By Air Cmde Gurdip Bal

Pre 1965 period a pilot posted to Gnats was considered a dead man. So two pilots were posted from flaming arrows to gnats (15 sqn). Farewell was worded “hope to see you again ”

However we did not loose heart and proceeded to sqn on posting. After all the formalities we both were cleared for solo by hooka upkar singh. Shyam Hattangadi and self were to do our first solo on Gnat E-229 (premod a/c for jet pipe). This blooming a/c had a pronounced swing on t/o. Both of us got airborne almost on kutcha, thanks to good thrust and clean configurations. We both were reluctant to report this fact to the flt cdr with the fear that we may be sent for another dual check that is a visit to KKD from Bareilly.

Pat Singh being a senior Flt LT in the sqn took up the clean a/c for aerobatics. He faced the same problem and abandoned the take off. When he asked us about the bent thrust, we meekly told him the truth. A/c was grounded and a test pilot from Kanpur flt visited the base for investigation. Air Mshl P Singh recommended the jet pipe change and the later modification of the jet pipe is a history. I am proud to say that i stuck to Gnats for longest period of its hey days, ie 11 years out of 18 years of my active flying service. I could still jump into a Gnat cockpit and proudly get airborne. That is the confidence we had in Gnats despite teething problems.

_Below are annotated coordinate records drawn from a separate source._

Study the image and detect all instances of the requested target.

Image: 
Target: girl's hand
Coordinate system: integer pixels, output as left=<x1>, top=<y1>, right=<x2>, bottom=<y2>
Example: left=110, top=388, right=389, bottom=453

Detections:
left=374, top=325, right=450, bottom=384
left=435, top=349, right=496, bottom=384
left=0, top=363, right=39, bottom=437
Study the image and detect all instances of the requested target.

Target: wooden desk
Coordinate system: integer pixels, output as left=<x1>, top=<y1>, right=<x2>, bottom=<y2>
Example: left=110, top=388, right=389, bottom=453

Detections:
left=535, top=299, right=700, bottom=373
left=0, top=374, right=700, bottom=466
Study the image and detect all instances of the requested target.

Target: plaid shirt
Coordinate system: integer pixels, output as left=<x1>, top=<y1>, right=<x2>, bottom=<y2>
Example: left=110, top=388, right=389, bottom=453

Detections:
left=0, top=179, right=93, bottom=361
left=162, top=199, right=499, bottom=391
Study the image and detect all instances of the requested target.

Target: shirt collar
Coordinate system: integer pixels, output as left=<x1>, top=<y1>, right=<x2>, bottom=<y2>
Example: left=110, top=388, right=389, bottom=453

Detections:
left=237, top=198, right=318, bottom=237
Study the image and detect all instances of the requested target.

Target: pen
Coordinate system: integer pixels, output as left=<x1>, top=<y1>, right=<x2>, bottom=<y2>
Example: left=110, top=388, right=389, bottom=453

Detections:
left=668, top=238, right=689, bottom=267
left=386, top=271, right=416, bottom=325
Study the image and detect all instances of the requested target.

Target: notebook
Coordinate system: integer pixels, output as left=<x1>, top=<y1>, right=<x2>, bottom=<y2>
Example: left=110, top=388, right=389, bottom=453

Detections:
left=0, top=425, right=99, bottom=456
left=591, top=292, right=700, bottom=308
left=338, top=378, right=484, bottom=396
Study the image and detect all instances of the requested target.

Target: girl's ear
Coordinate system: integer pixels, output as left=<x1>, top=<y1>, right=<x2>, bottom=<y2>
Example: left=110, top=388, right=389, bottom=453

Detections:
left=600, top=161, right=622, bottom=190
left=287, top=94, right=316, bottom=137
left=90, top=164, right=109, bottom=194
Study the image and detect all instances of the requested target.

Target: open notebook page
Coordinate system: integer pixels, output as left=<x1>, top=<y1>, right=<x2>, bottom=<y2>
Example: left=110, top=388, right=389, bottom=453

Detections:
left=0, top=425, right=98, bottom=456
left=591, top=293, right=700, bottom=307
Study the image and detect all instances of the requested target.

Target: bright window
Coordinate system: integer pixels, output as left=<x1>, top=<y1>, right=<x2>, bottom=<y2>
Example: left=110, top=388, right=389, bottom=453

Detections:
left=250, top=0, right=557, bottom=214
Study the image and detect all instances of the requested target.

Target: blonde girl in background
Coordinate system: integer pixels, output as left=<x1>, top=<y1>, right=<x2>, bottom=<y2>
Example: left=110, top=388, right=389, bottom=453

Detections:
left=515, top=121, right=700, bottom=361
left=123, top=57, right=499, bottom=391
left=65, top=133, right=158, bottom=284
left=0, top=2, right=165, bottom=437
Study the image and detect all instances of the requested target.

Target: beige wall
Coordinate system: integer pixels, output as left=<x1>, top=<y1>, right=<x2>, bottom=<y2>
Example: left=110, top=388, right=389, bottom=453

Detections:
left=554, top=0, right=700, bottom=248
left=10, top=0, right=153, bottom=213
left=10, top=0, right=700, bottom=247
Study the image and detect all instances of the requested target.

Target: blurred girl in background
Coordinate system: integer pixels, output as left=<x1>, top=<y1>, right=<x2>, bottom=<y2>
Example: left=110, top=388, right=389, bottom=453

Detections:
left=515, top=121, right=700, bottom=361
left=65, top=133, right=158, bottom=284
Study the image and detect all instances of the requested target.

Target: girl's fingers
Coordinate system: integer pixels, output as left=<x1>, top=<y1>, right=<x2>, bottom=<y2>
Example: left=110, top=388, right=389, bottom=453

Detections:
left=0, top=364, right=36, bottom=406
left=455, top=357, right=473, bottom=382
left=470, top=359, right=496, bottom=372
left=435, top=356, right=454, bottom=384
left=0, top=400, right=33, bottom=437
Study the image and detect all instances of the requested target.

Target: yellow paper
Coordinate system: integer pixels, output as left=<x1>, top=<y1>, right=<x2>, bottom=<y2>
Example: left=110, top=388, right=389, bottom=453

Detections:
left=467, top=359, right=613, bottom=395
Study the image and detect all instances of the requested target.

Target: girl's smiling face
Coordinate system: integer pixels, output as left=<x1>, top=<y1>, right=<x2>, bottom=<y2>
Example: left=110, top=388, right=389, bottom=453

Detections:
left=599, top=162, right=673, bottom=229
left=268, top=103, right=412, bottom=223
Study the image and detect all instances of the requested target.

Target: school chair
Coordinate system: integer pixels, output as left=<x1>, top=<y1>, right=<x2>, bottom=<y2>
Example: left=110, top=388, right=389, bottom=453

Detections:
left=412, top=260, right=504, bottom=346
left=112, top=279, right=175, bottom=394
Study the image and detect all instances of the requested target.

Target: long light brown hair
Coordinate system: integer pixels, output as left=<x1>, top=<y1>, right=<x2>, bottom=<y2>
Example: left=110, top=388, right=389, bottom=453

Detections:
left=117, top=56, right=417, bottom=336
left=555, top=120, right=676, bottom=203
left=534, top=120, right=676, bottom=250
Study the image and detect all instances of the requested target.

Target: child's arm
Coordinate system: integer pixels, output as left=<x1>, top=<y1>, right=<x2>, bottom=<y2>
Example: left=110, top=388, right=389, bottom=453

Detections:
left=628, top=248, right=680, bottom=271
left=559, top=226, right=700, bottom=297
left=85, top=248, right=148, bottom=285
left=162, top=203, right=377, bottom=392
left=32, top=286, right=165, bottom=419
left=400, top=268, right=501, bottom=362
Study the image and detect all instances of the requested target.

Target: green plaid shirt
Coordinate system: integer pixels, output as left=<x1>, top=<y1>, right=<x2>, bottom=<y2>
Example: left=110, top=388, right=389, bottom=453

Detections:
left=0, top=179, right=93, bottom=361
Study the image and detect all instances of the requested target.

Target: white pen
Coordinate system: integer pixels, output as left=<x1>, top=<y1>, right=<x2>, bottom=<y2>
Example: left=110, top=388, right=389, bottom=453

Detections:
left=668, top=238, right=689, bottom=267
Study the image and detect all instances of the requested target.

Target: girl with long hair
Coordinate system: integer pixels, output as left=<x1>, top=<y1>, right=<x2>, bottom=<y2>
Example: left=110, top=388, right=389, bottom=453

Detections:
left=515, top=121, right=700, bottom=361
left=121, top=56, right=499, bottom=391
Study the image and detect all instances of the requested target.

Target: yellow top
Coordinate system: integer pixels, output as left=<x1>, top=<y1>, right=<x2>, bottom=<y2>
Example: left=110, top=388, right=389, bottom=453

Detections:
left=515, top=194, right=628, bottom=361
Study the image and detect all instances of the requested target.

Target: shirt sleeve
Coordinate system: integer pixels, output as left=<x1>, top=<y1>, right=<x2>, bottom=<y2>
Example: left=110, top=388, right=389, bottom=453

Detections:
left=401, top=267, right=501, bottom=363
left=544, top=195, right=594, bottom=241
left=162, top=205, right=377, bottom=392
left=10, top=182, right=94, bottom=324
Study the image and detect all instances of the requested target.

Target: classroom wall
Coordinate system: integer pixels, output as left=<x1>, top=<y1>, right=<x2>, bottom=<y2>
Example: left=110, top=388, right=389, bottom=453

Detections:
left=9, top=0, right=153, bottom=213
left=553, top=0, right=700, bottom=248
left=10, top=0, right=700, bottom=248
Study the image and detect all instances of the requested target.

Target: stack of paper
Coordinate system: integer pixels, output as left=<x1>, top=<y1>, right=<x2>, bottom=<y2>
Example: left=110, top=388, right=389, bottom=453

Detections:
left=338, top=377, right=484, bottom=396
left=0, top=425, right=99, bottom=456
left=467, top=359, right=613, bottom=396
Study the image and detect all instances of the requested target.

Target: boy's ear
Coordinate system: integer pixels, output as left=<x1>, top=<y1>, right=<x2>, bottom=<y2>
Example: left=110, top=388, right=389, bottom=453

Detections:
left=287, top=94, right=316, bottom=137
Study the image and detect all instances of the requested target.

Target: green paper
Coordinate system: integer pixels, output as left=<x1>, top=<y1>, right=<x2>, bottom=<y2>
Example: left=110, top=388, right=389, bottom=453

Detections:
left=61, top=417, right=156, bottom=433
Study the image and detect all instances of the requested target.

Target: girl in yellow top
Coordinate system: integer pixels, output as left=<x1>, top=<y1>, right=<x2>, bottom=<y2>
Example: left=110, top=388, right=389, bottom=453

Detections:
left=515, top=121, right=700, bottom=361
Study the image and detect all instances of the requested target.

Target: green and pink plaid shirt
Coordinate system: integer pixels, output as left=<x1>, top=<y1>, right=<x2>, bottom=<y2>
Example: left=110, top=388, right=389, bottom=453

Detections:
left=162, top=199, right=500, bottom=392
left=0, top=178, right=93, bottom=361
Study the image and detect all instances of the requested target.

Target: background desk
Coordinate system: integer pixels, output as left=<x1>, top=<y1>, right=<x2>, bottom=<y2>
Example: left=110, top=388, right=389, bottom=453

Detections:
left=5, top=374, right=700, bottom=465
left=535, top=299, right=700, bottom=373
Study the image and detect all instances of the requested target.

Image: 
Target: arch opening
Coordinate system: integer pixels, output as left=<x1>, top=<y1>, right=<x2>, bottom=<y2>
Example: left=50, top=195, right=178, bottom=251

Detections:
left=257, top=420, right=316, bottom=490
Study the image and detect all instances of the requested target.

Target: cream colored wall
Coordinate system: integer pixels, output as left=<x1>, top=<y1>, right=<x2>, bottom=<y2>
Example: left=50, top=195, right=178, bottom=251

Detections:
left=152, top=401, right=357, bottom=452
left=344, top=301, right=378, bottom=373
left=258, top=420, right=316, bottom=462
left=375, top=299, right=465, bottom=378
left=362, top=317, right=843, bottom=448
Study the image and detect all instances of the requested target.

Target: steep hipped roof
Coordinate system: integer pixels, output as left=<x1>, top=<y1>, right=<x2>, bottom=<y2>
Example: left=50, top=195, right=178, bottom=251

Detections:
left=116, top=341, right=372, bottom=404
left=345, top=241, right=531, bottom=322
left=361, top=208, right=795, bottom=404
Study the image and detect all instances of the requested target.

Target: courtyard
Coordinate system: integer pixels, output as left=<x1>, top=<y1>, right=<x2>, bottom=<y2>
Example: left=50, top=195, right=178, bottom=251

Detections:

4 thoughts on “I could still jump into a Gnat cockpit and proudly get airborne”

  1. I am the other guy in the anecdote but did not remember my first solo that GS has so graphically brought out. What I do remember however is that after landing from a sortie on the Hunter with the Flaming Arrows, the Flight Commander, late “Nimbu” Mallick, was standing outside the office with a leery grin and kept saying repeatedly that I was “f……d” – such was the reputation of the Gnat that I immediately guessed what he meant. I had expressed my desire to fly Gnats in my previous ACR and gleefully reminded him of that. As it so happened, he himself was shortly thereafter posted to Gnats and I am sure he came to like the aircraft as much as everyone else did. By the way, I happened to be the first to be posted to Gnats as a Pilot Officer but found out on reaching Ambala that the squadron was yet to receive aircraft.

  2. Dear Shyam Sir,

    You were the architect of the famous ‘v’check in the Gnat.Raising one hand,then the other,while the airframe tech confirmed that the flaperons were in manual.For the info of all Gnatties,would appreciate some details from you on how this check was introduced.

    Arvind’Shorts’ Kumar

  3. Received from Former CNS, Admiral RH Tahiliani (Retd): –

    I have been reading with great interest all about the Gnat, although I never flew one. One little input I can share with you all which may already be known to some of you is given below.
    When Baba Katre took over as CAS, his plan was to settle for the Gnat Trainer which was a differenr kettle of fish with a higher t/c ratio and more fuel as an interim measure. I said to him that the Navy would back this project. Sadly he did not live to make this come true. His successors were all sold on the AJT from UK which they thought they would get for the asking.It took us two decades for this to happen. Makes one believe-the best is the enemy of the good.

  4. The mystery of the first solo on E 229 that Bal remembered and I didn’t can now be explained as I have regained access to my log books – it must have been someone else as I did my first solo on IE 1245 and though I admit that my long association with Gnats was one long adventure, I remember my first solo as having gone off without any unusual excitement.